- Music
- 07 May 10
A masterful display of ambition and talent by an exceptionally gifted musician.
It could easily have gone so horribly wrong. When Rufus Wainwright’s tour manager appeared on stage to request that there be no applause for the first half of tonight’s show, the announcement was met with a few raised eyebrows and knowing titters. When the singer himself made a protracted grand entrance in a dramatic feathers-and-silk costume, the words “self-indulgent” were heard under more than a few breaths.
Yet somehow, when coupled with the starkest material he’s recorded in years, Wainwright’s strange rule worked. Taking only the briefest of gaps between songs, the intensity of the ultra-personal songs from his new album – performed in sequence – was reinforced by a respectful audience’s silence and eerie visuals by artist Douglas Gordon. From the intricate ‘Who Are You, New York?’ to heartrending closer ‘Zebulon’, his “song-cycle” made for a focused and powerful 45 minutes.

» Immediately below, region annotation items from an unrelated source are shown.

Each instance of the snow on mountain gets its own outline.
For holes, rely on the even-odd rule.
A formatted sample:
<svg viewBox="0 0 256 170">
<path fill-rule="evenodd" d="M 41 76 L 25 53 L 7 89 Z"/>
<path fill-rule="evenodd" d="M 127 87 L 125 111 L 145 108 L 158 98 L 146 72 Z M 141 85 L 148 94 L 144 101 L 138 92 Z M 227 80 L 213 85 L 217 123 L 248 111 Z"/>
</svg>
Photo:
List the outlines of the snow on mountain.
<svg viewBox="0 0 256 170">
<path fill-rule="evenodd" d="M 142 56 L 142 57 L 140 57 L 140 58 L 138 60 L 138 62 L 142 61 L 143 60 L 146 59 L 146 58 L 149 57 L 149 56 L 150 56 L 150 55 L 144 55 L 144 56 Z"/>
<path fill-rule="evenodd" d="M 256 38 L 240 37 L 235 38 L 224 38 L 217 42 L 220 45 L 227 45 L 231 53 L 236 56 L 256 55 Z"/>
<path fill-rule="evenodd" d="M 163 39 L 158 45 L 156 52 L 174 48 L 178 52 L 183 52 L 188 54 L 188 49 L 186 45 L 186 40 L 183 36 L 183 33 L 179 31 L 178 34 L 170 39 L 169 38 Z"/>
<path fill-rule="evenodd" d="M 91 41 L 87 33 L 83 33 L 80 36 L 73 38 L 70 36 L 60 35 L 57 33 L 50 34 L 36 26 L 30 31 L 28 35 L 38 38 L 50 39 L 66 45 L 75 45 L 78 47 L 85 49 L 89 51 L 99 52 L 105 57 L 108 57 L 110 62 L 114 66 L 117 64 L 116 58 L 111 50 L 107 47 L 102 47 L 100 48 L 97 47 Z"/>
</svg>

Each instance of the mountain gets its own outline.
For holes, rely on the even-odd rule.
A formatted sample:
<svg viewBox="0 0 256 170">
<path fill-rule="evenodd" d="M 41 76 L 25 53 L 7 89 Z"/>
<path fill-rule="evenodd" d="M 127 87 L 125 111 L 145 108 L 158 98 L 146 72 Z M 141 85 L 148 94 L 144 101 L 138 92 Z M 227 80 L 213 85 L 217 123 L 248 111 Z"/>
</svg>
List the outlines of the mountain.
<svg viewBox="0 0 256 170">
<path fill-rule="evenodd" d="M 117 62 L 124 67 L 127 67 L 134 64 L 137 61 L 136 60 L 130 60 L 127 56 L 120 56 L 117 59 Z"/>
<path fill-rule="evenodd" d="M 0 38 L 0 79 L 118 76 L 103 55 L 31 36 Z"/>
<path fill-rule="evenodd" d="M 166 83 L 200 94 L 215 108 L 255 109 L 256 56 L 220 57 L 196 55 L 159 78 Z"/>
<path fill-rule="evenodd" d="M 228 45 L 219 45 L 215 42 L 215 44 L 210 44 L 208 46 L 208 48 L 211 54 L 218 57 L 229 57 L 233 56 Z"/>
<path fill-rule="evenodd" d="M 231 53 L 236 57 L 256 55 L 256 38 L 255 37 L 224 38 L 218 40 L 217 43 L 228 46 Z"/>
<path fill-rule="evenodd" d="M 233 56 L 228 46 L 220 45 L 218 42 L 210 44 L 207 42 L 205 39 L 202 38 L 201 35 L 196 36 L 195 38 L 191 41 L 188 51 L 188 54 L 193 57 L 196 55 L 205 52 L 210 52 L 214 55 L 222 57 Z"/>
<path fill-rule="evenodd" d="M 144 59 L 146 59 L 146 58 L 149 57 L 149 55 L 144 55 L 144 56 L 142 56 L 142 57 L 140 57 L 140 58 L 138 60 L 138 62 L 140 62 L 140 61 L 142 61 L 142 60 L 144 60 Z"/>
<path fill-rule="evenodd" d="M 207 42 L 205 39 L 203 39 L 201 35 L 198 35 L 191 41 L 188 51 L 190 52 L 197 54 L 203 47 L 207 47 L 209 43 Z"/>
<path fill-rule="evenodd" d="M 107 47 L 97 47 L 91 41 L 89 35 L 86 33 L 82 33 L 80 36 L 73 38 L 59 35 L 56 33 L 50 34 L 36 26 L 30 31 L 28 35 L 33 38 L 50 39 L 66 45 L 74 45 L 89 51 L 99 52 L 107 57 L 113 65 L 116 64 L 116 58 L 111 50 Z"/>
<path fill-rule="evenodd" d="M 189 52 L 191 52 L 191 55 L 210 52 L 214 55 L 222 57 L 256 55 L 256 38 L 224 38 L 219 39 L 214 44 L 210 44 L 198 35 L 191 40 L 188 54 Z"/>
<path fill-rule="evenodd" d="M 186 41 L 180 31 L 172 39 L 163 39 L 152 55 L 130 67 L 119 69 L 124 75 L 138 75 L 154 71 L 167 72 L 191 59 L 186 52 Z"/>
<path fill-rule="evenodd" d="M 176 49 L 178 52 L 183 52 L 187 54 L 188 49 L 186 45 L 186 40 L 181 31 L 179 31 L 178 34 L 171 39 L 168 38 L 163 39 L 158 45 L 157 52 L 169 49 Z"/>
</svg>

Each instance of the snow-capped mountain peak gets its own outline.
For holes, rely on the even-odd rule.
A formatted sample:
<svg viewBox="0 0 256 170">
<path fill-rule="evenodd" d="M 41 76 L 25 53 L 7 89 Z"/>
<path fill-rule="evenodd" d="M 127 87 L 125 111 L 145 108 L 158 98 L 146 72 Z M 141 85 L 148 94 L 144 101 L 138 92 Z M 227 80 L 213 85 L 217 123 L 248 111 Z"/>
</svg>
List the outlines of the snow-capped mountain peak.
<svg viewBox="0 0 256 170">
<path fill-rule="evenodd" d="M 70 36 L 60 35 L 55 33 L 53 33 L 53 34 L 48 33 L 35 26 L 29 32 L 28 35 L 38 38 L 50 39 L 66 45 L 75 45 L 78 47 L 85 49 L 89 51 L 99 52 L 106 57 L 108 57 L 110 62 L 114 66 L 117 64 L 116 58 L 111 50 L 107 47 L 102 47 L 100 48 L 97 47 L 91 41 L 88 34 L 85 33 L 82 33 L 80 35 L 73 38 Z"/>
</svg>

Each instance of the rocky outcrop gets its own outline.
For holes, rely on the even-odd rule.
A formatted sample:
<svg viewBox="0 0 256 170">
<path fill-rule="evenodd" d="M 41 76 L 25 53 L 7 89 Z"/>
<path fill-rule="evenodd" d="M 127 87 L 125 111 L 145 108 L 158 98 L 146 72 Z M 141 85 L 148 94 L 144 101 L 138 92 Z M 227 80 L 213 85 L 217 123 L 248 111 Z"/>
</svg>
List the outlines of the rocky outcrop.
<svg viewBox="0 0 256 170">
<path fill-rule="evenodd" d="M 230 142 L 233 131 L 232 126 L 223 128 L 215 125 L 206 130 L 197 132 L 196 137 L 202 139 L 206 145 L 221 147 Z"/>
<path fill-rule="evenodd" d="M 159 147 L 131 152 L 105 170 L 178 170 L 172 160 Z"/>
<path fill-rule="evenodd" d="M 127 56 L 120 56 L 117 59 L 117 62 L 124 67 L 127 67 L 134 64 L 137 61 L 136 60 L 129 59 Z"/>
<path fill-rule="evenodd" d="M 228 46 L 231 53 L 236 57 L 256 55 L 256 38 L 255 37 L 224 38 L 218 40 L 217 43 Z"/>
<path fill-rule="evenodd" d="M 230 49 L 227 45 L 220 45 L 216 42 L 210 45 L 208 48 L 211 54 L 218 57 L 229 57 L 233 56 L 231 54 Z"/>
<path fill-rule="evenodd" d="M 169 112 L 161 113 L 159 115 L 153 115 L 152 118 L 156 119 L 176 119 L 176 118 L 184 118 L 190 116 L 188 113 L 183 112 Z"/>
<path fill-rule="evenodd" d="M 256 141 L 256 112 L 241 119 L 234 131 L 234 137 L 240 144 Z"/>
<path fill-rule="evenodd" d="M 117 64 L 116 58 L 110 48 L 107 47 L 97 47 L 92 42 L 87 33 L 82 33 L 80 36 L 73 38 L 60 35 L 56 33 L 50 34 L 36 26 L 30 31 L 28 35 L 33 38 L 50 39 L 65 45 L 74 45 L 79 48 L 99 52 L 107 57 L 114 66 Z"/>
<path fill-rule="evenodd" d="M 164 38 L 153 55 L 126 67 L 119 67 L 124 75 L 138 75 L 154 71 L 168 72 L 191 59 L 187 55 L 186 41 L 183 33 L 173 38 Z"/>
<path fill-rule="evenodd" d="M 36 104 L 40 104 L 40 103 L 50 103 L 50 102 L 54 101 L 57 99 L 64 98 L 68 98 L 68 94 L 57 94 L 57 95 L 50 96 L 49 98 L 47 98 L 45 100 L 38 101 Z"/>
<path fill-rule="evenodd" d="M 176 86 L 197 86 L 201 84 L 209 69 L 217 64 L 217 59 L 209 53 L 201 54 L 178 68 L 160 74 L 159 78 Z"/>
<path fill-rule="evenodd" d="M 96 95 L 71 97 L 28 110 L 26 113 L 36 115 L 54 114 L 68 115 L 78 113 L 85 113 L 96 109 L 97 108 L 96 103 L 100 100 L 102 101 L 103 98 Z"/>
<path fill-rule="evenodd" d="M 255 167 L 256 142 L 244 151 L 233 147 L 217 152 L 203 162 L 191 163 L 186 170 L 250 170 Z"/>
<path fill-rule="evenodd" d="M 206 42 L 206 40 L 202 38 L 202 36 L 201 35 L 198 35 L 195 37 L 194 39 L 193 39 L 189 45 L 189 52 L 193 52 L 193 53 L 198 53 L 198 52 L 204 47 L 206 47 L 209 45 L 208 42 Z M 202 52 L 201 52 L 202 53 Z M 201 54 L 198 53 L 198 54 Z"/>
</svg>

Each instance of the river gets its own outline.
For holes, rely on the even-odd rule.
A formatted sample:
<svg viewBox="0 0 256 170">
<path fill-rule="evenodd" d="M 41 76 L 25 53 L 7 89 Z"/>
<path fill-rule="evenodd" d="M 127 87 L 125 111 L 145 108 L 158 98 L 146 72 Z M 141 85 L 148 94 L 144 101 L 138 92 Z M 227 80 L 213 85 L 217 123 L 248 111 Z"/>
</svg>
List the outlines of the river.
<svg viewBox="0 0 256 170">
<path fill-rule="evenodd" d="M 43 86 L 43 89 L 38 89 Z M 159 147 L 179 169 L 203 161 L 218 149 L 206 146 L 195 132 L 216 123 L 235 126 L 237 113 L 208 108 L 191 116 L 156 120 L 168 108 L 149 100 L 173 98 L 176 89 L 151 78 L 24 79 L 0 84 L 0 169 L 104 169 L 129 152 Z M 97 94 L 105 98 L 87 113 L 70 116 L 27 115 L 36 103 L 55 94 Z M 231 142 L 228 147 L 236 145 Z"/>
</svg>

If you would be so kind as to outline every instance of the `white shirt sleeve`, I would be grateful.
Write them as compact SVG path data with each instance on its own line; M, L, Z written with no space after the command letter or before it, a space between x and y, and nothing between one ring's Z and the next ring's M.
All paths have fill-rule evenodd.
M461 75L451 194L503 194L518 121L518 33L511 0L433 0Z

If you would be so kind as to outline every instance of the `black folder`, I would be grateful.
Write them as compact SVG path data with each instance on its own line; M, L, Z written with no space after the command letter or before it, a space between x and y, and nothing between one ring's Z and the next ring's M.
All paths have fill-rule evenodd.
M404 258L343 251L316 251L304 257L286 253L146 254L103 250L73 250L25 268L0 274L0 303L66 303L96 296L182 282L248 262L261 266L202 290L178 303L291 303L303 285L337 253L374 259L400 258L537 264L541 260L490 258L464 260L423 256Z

The lack of banter and applause was more than recompensed after an interval, too; here was the other side of Wainwright’s personality, the witty charmer who gives us updates on his family (Martha’s doing great, by the way) and compares the beautiful venue to a “carriage” to rival Vicar St.’s “pumpkin”. Top-heavy with material from his first two albums, the second half of the show saw airings of ‘Beauty Mark’, ‘Grey Gardens’ and ‘Matinee Idol’, while closing with a tribute to his late mother (a rendition of her own ‘The Walking Song’) completed the emotional slaying that was triggered by the poignant ‘Dinner At Eight’.
A masterful display of ambition and talent by an exceptionally gifted musician.